Sabtu, 07 Desember 2024, Perayaan Wajib Santo Ambrosius, Uskup dan Pujangga Gereja
Dalam perayaan wajib Santo Ambrosius, Yesaya 30:19-21, 23-26 dan Matius 9:35-10:1, 6-8 seperti dua jendela yang membuka hati kita kepada kasih Allah yang melampaui batas pemahaman. Kedua bacaan ini bukan hanya kisah tentang sejarah penyelamatan, tetapi undangan bagi kita untuk menemukan kembali kehadiran Tuhan yang aktif bekerja di dunia.
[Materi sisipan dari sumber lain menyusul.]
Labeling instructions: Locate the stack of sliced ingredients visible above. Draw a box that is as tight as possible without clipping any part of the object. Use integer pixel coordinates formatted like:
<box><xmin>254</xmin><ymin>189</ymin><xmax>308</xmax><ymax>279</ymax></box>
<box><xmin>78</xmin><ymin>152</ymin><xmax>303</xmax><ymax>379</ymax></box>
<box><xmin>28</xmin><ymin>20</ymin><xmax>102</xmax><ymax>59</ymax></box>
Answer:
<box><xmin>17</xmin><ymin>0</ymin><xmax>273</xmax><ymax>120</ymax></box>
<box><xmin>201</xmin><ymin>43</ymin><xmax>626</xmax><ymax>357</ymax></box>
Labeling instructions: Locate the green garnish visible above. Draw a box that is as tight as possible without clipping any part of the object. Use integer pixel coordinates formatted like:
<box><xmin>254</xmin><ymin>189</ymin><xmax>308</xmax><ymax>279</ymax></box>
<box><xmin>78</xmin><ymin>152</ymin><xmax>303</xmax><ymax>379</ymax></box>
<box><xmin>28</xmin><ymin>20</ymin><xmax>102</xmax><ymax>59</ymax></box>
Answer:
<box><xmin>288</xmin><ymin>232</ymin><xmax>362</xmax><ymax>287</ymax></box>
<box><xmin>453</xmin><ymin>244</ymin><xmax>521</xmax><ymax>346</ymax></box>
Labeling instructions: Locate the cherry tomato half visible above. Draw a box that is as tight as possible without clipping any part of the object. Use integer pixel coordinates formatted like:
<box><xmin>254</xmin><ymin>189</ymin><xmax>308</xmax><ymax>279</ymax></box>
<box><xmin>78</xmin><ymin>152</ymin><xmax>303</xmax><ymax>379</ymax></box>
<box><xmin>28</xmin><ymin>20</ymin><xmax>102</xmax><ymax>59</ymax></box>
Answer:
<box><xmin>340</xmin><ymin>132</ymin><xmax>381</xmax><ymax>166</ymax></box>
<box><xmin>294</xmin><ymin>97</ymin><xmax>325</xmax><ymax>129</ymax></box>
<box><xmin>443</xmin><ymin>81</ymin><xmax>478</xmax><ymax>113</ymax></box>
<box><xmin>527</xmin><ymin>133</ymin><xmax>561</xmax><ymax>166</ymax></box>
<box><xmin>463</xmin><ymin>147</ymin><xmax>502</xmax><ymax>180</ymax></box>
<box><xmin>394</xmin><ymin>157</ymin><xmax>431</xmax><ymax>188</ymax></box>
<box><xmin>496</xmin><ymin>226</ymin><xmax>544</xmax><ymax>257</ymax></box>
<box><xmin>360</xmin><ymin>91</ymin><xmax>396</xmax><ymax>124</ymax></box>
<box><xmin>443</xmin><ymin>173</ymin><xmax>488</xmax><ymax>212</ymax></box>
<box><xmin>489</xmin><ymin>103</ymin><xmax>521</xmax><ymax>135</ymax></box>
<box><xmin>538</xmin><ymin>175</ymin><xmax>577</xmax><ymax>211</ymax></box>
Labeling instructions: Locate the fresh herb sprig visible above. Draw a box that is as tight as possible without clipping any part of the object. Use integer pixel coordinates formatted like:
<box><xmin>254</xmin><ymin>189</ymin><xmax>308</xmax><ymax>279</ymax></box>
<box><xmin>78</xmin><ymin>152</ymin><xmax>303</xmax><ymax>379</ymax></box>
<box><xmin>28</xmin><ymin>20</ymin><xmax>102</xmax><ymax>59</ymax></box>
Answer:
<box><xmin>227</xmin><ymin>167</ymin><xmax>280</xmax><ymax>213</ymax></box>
Bayangkan kata-kata Yesaya seperti embun pagi yang menyentuh lembut padang rumput yang kering. “Tuhan pasti mengasihani engkau pada saat engkau berseru; Ia sungguh akan mendengarkan engkau” (Yes. 30:19). Di sini, Tuhan hadir bukan sebagai pengamat yang pasif, tetapi sebagai Pribadi yang datang dengan belas kasih sejati, menghapus air mata dan menawarkan jalan di tengah kebingungan. “Inilah jalan, berjalanlah mengikutinya” (Yes. 30:21) adalah undangan penuh harapan, suara lembut yang membimbing kita di saat kita merasa tersesat. Santo Ambrosius memahami ayat ini sebagai perwujudan bimbingan Roh Kudus yang bekerja dalam hati nurani, memimpin setiap orang kepada terang kebenaran (De Spiritu Sancto, 381).
Di sisi lain, Matius menghadirkan sosok Yesus yang tidak hanya berbelas kasih, tetapi juga bertindak. Ia pergi dari satu kota ke kota lain, dari satu desa ke desa lain, menyembuhkan penyakit, mengusir roh jahat, dan membawa kabar baik Kerajaan Allah. Pandangan-Nya terhadap orang banyak yang “seperti domba tanpa gembala” (Mat. 9:36) adalah gambaran hati Allah yang penuh kasih. Yesus tidak berhenti pada rasa iba; Ia melibatkan para murid-Nya dalam misi pelayanan kasih yang meluas. Ketika Ia berkata, “Pergilah kepada domba-domba yang hilang dari umat Israel” (Mat. 10:6), Yesus mengingatkan bahwa belas kasih itu konkret dan menyentuh langsung kehidupan orang-orang yang terluka.
Raymond E. Brown dalam An Introduction to the New Testament (1997) mencatat bahwa pelayanan kasih ini bukan sekadar tindakan karitatif, tetapi panggilan untuk menyadari bahwa keselamatan adalah anugerah yang diberikan cuma-cuma, yang juga harus dibagikan tanpa pamrih. Santo Ambrosius menggemakan semangat ini dalam hidupnya. Ia berkata, “Kita harus berbicara dengan kasih, bertindak dengan kasih, dan hidup dalam kasih, sebab kasih itulah yang menandai kehadiran Allah” (Expositio Psalmi CXVIII, 387).
Kisah hidup Santo Ambrosius memberi kita teladan bagaimana iman yang mendalam dapat berubah menjadi hikmat yang membimbing tindakan. Ia dikenal sebagai seorang pemimpin yang tidak hanya memahami teologi, tetapi juga tahu bagaimana menerapkannya dalam kehidupan nyata. Ia adalah sosok gembala yang menuntun umatnya dengan kelembutan sekaligus ketegasan.
Hari ini, kita diundang untuk menjadi saksi dari cahaya dan belas kasih yang sama. Ketika dunia terasa gelap, suara Tuhan tetap berbicara dalam hati kita, seperti janji-Nya melalui Yesaya. Ketika kita melihat penderitaan di sekitar kita, Yesus mengajak kita untuk bertindak seperti para murid-Nya, membawa kesembuhan dan harapan bagi mereka yang terluka.
Santo Ambrosius, yang mengabdikan hidupnya bagi Allah dan umat-Nya, mengingatkan kita bahwa iman sejati tidak pernah statis. Iman itu hidup, tumbuh, dan mekar ketika kita berdoa, mencintai, dan melayani. Melalui refleksi ini, semoga kita dapat menemukan kekuatan baru untuk mengikuti suara Tuhan dan membagikan kasih-Nya kepada dunia.
Daftar Pustaka
- Ambrosius, Santo. De Spiritu Sancto. Roma: Editrice Vaticana, 381.
- Ambrosius, Santo. Expositio Psalmi CXVIII. Roma: Editrice Vaticana, 387.
- Brown, Raymond E. An Introduction to the New Testament. New York: Doubleday, 1997.